Она вошла в землянку, осунувшаяся, похудевшая, с потухшим взглядом. Когда Зина сняла шапку - не ту, каракулевую, которую когда-то носила, а простую, солдатскую, с подпалинами от костра, - я увидел, что она была коротко острижена и выглядела как изголодавшийся бесприютный мальчик. Не было ни превосходства, ни одолжения. Была некрасивая и постаревшая женщина.

Мы удивились перемене, которая произошла с ней, но, хитрые, не хотели показать и вида, чтобы не обидеть ее, хотя первыми репликами выдали себя с головой.

Я предложил выпить. Она отказалась. После долгого молчания выдохнула:

- За что мне такое наказание?!

- А ты выпей, ~- предложил Анатолий, - легче будет.

- Пила. Сердце горит. Не могу.

- А ты заведи себе, - снова пытался подсказать Анатолий.

- Пробовала. Еще хуже.

Она даже не хотела показаться нам лучше, чем была, и это было ужасно.

Потом Зина с трудом поднялась и произнесла тихо:

- Ну, я пойду.

Начала суетливо собираться, приговаривая;

- Пора. Давно пора.

Она вернулась часа через три. Я готовился обедать. Ординарец разливал суп и резал тушенку, а я исходил слюной - так хотелось есть.

Стемнело. В землянке горел фитиль, вставленный в гильзу, было душно и тесно.

Зина вошла, села и, совсем обессилев, прислонилась к стене. Мы с ординарцем повернулись к ней. Она хриплым и глухим голосом произнесла:

- Мне так хотелось убить. Хотя бы одного.

Потом прямо, не отрываясь, глядя в мои глаза, прошептала:

- Вот убила. А радости нет. Никакой! Пусто внутри. Дайте выпить, товарищ капитан.

Ординарец посмотрел на меня, я кивнул, и он налил водки в алюминиевую кружку. Зина взяла дрожащей рукой, поднесла ко рту, и медленно забулькала жидкость, и с отвращением скривился обожженный рот. С явным усилием она проглотила несколько кусочков тушенки и - видимо, ей стало совсем невмоготу - встала и ушла, не попрощавшись.

Зина приходила к нам еще несколько раз. Придет, протрет ветошью оптический прибор, патроны и уйдет. Потом, через несколько часов, вернется, поест безучастно и опять уходит. Иногда немного поговорит о комбате:

- Лишилась я всякой радости. Только вот о нем и говорила бы...

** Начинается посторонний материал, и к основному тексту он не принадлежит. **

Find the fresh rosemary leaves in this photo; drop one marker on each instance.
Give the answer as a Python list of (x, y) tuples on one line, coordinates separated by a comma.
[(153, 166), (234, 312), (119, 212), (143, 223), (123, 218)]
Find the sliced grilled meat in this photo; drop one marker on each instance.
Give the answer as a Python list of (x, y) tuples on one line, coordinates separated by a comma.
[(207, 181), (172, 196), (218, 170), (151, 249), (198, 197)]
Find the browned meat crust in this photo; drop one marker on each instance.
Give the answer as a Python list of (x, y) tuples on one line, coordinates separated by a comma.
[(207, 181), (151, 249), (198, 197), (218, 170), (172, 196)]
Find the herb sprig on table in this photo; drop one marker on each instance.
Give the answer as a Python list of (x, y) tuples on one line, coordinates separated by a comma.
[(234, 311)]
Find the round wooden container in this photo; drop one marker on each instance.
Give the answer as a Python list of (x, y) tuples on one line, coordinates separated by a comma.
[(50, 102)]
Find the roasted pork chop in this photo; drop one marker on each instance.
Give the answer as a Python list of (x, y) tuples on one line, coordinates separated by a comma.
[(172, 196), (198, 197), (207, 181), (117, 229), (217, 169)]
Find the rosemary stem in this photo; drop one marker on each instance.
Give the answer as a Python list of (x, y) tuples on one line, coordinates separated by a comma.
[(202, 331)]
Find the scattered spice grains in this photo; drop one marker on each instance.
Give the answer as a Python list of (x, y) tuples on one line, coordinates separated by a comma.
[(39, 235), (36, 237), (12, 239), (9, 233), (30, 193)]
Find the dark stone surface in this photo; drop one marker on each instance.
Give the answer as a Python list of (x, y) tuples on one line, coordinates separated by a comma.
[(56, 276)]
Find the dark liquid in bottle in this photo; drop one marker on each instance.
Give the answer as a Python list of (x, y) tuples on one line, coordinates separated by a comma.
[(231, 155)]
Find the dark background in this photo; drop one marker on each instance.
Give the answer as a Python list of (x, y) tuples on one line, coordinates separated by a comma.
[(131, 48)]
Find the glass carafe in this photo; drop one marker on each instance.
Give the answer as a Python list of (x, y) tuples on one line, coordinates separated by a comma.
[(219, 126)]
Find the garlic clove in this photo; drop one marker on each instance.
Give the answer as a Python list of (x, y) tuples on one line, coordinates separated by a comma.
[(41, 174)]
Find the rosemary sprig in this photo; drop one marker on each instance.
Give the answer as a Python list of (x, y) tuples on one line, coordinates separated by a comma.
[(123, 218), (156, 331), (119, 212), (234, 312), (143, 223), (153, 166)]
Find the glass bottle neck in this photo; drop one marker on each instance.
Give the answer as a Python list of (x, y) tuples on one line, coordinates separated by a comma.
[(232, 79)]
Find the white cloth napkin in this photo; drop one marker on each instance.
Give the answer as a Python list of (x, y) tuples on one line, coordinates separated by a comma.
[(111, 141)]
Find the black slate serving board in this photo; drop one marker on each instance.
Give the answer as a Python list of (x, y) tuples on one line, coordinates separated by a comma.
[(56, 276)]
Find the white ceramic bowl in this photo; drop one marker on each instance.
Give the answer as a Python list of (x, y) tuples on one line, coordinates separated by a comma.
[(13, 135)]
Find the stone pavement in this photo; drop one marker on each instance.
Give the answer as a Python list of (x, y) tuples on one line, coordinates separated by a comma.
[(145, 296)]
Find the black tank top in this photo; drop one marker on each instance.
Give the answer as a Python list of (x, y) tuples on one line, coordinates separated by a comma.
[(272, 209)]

- Жизнь-то ведь продолжается, - скажешь ей.

Она улыбнется. Улыбнется так, будто ей больно от этого. Никаких зарубок не делала. Только пальцами стучала по столу, по доскам нар, по косяку, чтобы скрыть дрожь в руках, унять озноб во всем теле.

- Убьют ее, товарищ капитан, - сказал мне ординарец, - смотрите, как у нее пальцы дергаются. У комбата так же было накануне.

Однажды солдаты вынесли Зину окровавленную, с перебитым плечом. Она смотрела вокруг без интереса, потом и вовсе закрыла глаза. Ее перевязали. Рана оказалась опасной. Санинструктор сказал:

- Руку должны отнять.

Не может быть, чтобы она услышала его шепот, но на ресницах ее вдруг показались слезы.